The choice of the distance metric determines which features of the time series are considered as important. Instead of defining a complex distance metric, one can explicitly transform time series into a feature space by calculating various properties of the series that might be important (e.g. mean, variance). After assigning appropriate weights to each feature one can use kNN with any standard distance metric. Moreover, such a representation allows the application of any state-of-the-art machine learning classification algorithm beyond kNN to obtain better classification results. In the following, we discuss approaches using various feature space representations available for time series data.

Models using hand-crafted time series features.

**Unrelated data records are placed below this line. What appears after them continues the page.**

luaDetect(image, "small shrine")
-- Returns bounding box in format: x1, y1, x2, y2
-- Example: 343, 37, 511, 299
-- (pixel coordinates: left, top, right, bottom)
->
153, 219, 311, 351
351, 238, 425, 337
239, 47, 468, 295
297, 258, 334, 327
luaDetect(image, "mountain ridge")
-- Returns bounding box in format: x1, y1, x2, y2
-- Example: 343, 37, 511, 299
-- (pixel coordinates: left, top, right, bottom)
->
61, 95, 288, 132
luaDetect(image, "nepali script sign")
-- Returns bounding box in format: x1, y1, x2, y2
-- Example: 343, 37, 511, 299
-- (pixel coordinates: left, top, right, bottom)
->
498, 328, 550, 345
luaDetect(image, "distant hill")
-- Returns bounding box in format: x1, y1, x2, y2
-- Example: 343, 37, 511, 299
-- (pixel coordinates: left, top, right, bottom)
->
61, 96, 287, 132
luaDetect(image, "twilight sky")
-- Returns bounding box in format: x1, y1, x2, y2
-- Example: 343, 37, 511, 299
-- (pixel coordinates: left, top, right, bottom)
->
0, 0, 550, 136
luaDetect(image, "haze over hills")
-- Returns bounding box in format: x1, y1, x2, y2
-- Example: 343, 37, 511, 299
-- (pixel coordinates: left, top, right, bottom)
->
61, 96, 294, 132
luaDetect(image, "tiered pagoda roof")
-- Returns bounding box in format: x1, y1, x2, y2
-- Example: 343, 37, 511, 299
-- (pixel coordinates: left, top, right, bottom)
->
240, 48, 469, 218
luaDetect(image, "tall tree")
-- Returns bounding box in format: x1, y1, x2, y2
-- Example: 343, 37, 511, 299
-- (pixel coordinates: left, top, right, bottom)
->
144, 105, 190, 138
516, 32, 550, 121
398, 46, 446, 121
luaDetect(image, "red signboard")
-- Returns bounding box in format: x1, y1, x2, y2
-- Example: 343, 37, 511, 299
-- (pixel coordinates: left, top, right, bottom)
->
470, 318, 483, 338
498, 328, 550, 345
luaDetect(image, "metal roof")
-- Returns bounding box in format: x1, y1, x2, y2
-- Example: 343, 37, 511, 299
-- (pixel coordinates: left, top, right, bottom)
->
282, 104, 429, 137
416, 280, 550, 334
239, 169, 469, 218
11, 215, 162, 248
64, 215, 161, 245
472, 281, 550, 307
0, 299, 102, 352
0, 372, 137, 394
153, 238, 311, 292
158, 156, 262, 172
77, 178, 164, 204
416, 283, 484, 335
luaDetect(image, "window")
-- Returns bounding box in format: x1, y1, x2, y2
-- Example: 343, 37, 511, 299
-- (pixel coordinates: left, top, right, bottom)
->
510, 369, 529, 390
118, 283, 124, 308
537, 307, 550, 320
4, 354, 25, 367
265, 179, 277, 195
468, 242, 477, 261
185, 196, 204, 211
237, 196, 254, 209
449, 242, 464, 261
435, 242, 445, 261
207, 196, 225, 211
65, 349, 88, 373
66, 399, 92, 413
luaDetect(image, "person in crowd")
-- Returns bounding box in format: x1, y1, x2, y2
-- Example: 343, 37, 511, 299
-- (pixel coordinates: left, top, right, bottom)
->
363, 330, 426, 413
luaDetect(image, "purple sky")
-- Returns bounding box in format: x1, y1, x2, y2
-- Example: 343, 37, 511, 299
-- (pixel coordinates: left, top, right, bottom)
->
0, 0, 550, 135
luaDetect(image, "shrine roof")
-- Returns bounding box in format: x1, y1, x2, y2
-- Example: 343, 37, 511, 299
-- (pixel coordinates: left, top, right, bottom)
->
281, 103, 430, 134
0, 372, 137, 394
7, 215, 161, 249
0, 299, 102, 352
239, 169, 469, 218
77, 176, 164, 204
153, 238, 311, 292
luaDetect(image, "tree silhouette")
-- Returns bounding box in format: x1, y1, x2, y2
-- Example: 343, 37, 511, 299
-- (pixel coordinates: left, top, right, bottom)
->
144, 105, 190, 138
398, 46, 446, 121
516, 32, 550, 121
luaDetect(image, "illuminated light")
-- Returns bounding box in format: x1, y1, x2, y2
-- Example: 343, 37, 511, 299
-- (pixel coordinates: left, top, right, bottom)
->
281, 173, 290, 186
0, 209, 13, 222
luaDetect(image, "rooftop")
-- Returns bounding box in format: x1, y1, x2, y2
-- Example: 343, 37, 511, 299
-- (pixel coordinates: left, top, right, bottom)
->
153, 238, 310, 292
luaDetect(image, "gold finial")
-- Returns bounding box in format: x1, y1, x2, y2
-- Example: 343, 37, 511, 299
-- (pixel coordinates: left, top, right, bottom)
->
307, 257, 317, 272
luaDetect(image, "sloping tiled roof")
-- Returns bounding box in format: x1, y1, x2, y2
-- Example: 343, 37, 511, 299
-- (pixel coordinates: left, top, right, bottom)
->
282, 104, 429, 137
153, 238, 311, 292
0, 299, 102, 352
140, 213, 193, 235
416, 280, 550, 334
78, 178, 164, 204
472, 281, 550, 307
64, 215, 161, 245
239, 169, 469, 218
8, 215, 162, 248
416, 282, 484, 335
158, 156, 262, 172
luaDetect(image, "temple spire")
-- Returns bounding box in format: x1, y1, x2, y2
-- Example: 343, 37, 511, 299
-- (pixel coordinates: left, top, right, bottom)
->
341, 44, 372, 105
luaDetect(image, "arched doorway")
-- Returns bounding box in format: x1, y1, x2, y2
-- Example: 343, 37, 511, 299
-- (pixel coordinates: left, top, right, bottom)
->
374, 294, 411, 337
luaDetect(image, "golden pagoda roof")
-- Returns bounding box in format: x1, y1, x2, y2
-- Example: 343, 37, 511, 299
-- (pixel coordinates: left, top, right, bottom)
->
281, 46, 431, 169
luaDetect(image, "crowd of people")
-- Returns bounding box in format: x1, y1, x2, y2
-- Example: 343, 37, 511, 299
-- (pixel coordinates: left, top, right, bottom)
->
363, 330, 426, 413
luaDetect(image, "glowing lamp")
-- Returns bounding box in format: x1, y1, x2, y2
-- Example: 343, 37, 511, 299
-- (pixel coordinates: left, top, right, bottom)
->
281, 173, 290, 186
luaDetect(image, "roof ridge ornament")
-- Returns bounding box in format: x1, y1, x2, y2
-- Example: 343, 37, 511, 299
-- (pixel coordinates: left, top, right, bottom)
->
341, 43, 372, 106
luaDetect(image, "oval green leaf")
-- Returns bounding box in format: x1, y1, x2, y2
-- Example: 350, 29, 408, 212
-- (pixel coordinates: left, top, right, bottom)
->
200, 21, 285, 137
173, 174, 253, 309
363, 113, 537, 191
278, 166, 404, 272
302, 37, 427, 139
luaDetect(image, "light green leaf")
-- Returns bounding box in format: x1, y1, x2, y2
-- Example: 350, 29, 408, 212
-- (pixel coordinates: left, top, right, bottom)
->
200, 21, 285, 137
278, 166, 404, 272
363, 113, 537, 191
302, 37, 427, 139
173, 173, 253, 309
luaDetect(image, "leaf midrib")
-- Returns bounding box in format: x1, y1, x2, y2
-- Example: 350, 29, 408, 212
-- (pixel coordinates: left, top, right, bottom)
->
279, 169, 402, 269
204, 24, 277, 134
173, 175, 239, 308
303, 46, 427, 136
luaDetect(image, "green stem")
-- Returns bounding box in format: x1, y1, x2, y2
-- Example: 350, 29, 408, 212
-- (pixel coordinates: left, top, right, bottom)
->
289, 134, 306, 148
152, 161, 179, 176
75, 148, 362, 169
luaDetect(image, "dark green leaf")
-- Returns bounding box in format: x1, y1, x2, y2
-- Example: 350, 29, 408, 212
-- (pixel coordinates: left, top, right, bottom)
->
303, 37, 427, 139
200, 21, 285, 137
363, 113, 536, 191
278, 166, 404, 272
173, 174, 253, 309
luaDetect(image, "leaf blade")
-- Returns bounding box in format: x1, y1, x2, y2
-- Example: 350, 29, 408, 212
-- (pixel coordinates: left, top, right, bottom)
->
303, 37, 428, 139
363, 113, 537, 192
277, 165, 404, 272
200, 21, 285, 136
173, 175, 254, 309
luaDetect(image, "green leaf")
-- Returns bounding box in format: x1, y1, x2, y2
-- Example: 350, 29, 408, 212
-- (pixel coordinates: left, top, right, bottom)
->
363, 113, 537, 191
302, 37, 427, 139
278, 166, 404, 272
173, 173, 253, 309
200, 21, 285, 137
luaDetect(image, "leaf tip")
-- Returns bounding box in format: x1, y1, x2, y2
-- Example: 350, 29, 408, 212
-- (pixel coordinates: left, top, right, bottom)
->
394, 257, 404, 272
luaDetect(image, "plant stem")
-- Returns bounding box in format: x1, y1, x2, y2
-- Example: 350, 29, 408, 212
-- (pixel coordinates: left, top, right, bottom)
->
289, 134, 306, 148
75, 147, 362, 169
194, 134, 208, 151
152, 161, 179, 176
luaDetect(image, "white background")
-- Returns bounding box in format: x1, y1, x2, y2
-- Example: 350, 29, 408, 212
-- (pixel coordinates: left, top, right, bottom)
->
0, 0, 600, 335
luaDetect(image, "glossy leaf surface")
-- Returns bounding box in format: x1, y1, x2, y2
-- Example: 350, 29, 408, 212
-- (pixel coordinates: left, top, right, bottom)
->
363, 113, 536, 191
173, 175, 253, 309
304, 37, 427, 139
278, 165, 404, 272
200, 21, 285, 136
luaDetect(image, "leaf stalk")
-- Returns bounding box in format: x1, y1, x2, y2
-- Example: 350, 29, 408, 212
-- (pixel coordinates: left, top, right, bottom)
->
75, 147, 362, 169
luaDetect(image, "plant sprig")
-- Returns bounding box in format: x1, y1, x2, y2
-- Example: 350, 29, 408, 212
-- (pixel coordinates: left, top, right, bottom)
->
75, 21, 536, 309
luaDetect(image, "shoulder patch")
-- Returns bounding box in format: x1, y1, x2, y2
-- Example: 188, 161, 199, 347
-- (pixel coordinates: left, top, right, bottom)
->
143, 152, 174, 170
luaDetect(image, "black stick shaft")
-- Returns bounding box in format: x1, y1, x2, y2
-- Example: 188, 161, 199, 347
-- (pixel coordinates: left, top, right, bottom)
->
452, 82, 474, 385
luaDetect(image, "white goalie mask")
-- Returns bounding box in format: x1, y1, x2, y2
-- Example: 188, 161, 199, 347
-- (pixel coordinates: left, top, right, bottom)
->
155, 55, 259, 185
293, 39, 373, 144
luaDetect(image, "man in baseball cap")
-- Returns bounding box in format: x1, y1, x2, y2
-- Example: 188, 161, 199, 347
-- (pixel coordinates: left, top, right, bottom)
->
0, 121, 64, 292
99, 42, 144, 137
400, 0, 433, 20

One of the useful and intuitive approaches in time series classification is focused on manually calculating a set of descriptive features for each time series (e.g. their basic statistics, spectral properties, other measures used in signal processing, and so on) and using these feature sets as vectors describing each sample series. There exist approaches that enable automated calculation of a large number of time series features which may be typically considered in different application domains. Such approaches include automated time series phenotyping implemented in the hctsa MATLAB package [20] and automated feature extraction in the tsfresh Python package [21]. Here we utilize the tsfresh package which enables the calculation of 779 descriptive time series features for each spike train, ranging from Fourier and wavelet expansion coefficients to coefficients of a fitted autoregressive process.

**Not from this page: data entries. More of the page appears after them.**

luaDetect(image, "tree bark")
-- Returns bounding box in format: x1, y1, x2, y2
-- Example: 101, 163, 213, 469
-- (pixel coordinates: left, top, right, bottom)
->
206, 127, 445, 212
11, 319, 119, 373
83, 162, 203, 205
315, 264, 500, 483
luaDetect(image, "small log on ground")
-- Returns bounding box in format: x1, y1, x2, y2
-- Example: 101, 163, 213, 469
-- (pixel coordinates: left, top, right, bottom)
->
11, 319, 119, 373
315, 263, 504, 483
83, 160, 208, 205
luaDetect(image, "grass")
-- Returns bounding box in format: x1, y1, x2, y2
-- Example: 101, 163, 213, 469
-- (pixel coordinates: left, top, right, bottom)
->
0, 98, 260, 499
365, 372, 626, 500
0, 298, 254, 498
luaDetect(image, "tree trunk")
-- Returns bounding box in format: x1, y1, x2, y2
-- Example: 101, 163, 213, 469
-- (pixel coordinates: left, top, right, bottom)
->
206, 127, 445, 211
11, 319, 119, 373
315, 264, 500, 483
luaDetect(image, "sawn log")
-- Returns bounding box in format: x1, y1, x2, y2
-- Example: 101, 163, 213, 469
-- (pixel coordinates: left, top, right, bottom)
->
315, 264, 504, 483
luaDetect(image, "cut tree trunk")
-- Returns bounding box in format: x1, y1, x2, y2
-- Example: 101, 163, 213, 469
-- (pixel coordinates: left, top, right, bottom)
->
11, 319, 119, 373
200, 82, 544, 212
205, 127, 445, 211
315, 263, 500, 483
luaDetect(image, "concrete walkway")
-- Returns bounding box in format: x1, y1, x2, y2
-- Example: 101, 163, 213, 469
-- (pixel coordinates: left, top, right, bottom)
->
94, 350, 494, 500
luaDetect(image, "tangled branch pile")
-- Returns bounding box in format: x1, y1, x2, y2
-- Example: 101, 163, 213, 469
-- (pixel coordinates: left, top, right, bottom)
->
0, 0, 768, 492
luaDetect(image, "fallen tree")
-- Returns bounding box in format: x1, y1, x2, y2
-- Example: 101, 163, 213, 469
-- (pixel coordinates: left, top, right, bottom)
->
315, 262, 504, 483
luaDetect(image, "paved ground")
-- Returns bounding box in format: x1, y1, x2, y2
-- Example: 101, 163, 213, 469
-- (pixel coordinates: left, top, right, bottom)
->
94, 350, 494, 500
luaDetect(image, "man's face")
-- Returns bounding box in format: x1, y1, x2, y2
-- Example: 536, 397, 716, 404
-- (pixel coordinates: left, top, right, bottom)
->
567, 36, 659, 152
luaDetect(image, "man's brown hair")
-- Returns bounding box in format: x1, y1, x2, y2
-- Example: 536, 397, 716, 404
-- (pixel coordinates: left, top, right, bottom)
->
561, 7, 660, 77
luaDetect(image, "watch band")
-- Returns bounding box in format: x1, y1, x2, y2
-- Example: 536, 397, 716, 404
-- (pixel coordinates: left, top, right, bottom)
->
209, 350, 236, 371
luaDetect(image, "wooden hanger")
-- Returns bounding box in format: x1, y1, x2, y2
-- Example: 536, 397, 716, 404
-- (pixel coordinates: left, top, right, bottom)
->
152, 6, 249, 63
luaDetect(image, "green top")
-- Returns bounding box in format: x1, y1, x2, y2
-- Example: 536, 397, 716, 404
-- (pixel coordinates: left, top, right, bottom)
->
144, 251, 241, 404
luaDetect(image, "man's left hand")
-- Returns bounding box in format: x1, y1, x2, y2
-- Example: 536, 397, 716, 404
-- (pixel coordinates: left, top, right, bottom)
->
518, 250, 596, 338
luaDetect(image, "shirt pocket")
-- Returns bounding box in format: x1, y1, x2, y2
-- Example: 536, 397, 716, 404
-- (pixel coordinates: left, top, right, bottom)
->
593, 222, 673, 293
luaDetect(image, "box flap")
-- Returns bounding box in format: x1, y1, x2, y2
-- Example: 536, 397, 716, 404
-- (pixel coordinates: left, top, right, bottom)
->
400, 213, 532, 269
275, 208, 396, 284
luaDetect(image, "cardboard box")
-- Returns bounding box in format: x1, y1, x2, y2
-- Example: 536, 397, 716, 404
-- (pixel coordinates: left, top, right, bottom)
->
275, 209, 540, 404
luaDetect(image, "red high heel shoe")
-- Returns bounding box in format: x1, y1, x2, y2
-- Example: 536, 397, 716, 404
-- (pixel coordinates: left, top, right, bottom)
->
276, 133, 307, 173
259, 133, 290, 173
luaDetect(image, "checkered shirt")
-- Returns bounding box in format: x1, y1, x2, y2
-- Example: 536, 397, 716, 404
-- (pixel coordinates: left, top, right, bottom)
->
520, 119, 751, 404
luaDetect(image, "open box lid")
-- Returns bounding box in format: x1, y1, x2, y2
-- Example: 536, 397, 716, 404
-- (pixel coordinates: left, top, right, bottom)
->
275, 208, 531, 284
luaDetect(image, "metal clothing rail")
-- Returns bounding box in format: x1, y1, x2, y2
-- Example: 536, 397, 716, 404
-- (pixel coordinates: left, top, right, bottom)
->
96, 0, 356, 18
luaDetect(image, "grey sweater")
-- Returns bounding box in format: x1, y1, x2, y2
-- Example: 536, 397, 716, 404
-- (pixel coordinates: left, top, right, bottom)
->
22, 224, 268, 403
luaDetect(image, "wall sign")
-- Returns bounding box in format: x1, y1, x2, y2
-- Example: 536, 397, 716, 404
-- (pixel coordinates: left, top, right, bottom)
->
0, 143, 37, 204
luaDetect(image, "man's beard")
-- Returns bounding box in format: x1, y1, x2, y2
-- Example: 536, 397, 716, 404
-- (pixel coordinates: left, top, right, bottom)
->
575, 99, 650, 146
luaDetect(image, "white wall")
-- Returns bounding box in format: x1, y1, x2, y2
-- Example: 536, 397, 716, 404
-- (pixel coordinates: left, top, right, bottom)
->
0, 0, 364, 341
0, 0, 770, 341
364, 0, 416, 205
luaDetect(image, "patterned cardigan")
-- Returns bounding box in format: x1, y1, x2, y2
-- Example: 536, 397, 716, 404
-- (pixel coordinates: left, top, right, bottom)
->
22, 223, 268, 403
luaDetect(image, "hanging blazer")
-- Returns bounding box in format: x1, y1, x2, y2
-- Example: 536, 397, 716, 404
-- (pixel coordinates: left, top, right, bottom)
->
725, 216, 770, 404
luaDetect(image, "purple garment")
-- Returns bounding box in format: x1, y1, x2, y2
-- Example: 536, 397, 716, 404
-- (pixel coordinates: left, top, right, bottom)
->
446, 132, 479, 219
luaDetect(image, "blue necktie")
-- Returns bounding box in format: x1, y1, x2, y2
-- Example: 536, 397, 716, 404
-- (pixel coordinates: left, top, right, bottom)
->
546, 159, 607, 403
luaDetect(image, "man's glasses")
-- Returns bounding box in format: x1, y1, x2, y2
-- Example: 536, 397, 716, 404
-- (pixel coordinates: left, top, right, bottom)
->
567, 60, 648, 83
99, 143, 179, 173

Once each time series (spike train) is represented as a feature vector, the spiking activity dataset has the standard form of a matrix with size [nsamples, nfeatures] rather than the raw dataset with shape [nsamples, ntimestamps]. This standardized dataset can be then used as an input to any machine learning algorithm such as logistic regression or gradient boosted trees [22]. We found this approach to set a strong baseline for all of the classification tasks we considered.

Deep learning models.

Lastly, there are deep learning-based approaches working well for time-series classification [7] such as deep recurrent networks like LSTMs and GRUs [23] and 1D convolutional neural networks (1D-CNNs) [24, 25]. While rather generic model architectures have been typically applied to neural decoding tasks [5, 8], there exist models specifically designed for time-series classification and regression tasks, like InceptionTime [25], achieving state-of-the-art results on benchmarks like the UCR Time Series Classification Archive [26]. Recent developments in deep learning models for time series also include the Time Series Transformer [27] and convolutional architectures like the Omniscale-CNN [28]. Perhaps surprisingly, we found that deep learning models could not significantly outperform the baseline with hand-crafted time series features on the spike train classification tasks, oftentimes performing worse than the baseline.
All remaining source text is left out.